In the latest (7/5/14) New Scientist, a “60 seconds” (ultra-brief) feature “Bouncing on five legs”:

Kangaroos have five “legs”, making them the first known pentapedal animals. A study of kangaroo motion suggests their tails aren’t simply a crutch but actively move them forward, producing as much propulsive force as all four limbs combined (Biology Letters, DOI: 10.1098/rsbl.2014.0381).

What about starfish? Aren’t they pentapedal animals? What about primates that use their tails (in addition to their hands and legs) to propel themselves?

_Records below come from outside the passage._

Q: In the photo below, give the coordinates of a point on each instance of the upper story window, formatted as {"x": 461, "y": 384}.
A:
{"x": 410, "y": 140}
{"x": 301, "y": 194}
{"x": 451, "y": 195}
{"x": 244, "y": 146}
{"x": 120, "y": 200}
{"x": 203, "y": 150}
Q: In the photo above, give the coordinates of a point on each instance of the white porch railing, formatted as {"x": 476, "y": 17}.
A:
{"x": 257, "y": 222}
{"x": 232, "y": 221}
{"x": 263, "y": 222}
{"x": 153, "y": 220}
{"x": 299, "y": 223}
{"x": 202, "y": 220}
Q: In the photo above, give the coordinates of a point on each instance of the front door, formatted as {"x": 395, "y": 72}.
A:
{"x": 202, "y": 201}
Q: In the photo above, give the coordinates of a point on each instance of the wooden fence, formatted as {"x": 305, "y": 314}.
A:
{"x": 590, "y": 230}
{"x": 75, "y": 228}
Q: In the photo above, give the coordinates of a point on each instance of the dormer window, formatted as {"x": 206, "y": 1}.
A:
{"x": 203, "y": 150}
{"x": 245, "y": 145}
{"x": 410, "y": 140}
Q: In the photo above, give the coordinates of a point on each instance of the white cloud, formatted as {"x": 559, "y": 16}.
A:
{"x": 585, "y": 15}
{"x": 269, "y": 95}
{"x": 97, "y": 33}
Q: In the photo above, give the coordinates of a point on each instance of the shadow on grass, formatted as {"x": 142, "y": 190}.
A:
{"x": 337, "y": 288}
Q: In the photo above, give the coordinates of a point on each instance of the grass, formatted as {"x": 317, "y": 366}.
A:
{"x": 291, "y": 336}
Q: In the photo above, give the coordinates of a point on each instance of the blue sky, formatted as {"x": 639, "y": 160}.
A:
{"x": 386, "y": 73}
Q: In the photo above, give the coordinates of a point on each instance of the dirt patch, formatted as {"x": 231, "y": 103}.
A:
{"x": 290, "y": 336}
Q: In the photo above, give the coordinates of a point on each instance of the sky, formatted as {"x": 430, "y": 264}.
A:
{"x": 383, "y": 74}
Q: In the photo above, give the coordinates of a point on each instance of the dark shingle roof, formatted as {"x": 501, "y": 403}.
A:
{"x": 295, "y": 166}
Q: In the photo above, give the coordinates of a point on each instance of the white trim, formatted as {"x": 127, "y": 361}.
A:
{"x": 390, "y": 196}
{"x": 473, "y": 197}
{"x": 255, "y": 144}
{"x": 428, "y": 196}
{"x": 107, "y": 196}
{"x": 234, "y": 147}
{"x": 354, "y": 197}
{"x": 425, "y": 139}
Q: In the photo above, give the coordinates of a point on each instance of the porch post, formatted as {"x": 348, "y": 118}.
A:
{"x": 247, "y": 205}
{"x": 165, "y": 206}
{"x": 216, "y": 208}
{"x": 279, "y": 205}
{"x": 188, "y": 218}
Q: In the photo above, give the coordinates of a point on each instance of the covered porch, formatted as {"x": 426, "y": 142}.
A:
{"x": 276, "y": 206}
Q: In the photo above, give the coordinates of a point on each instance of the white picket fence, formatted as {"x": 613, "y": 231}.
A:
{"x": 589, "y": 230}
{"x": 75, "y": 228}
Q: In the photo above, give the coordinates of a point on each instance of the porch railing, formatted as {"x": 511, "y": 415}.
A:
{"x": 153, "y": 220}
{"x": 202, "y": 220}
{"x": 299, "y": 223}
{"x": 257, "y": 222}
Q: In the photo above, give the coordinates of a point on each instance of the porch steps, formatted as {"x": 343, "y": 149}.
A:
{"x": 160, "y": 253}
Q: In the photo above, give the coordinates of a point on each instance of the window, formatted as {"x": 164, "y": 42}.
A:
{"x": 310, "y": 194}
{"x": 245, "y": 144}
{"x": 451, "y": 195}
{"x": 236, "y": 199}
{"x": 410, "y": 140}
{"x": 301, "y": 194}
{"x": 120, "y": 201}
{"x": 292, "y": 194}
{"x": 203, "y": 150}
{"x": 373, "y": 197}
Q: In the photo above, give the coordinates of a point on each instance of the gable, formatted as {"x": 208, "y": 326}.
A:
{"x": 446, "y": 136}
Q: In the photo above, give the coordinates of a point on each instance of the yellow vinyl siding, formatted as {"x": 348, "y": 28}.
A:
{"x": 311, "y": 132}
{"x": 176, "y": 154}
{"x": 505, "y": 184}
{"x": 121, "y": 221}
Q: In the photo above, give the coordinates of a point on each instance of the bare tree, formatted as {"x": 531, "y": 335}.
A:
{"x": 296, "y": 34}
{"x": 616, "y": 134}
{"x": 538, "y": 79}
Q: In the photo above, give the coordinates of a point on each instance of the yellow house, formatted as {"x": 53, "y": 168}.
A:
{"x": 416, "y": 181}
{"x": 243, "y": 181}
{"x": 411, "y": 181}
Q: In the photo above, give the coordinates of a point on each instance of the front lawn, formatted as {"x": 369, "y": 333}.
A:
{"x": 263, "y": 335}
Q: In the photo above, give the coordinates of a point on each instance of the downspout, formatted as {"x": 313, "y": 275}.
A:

Well, it depends on what you mean by animal and what you mean by leg. Starfish are customarily said to have five arms, and primates to have only two legs (but four limbs, plus, for some, a tail that can function rather like another limb).

The abstract from the Royal Society site, which refers to a pentapedal gait, and not to a pentapedal animal:

When moving slowly, kangaroos plant their tail on the ground in sequence with their front and hind legs. To determine the tail’s role in this ‘pentapedal’ gait, we measured the forces the tail exerts on the ground and calculated the mechanical power it generates. We found that the tail is responsible for as much propulsive force as the front and hind legs combined. It also generates almost exclusively positive mechanical power, performing as much mass-specific mechanical work as does a human leg during walking at the same speed. Kangaroos use their muscular tail to support, propel and power their pentapedal gait just like a leg.

Similar caution can be seen on other sites, for instance on the terminology page of the Back to Nature Wildlife Shelter site:

Pentapedal Movement – using forelimbs, hindlimbs and tail to move around (pent means five)

This version uses limbs rather than legs, and might well take in some primates as well as kangaroos.

None of this detracts from the wonder of the kangaroo’s tail.

One Response to “pentapedal”

  1. arnold zwicky Says:

    From Éamonn McManus on Facebook:

    Dr Pedant thinks it should be pentapodal, and indeed the Goog finds existing uses of that, as well as a Harry Potter creature called a Pentapod.